Archie dit, à tout hasard :
« Je cherche ma nièce. Vous ne l'avez pas vue ?
— Si ; à l'instant, sur le banc de pierre à côté de la petite fontaine – de sa main libre, Felicity désignait la partie droite du parc –. Elle était avec ce garçon...le jeune secrétaire de lord Lyme.
— Albert.
— Oui, c'est ça. Ils écoutaient de la musique, baladeur aux oreilles. »
Archie éprouva un soulagement mêlé à de la déception. S'y ajoutait un sentiment de ridicule. Dieu merci, Felicity ne se doutait de rien. Il tenait à son estime, sans trop savoir pourquoi. Elle n'était somme toute qu'une vague relation croisée dans les cocktails et les vernissages : en aucun cas une intime. Suivit un long silence. Archie se décida à relancer la conversation. Pure politesse ou intérêt réel ? Il ne le cernait pas bien.
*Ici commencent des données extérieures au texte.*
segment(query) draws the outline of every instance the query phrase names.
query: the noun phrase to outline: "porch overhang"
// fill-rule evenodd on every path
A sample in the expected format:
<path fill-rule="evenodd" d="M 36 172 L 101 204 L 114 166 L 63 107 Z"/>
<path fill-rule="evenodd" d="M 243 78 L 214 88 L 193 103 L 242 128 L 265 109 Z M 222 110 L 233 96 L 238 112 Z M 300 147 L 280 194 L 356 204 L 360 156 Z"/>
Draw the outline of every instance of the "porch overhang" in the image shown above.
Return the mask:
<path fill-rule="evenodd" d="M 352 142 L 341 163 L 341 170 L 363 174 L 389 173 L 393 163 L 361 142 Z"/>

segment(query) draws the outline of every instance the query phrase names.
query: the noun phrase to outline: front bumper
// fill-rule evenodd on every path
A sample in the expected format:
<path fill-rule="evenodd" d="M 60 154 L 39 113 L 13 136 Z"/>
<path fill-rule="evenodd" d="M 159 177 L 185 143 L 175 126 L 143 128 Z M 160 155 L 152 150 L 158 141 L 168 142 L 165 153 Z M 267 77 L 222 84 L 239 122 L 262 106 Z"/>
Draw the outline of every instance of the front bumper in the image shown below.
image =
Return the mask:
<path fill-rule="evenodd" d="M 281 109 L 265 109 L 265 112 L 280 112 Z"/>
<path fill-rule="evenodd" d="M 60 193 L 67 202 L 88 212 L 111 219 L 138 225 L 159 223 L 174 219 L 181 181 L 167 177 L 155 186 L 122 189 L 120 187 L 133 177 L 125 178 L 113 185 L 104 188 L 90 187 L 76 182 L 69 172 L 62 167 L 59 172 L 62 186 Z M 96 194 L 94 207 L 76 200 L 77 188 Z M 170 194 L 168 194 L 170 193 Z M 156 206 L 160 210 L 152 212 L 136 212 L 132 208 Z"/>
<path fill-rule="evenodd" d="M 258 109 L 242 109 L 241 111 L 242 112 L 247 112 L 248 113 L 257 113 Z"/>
« Je n'ai pas vu Lord Lyme aussi heureux depuis longtemps, dit-il.
— Pour être franche, je n'étais pas très chaude pour le publier. Ce genre de livre est en dehors de ma ligne éditoriale. Mais Edwin a tellement insisté...
— Je comprends. Difficile de refuser un service à un ami. »
Une remarque anodine, qui provoqua chez Felicity un certain embarras. Même s'il ne distinguait pas ses traits, Archie percevait son trouble.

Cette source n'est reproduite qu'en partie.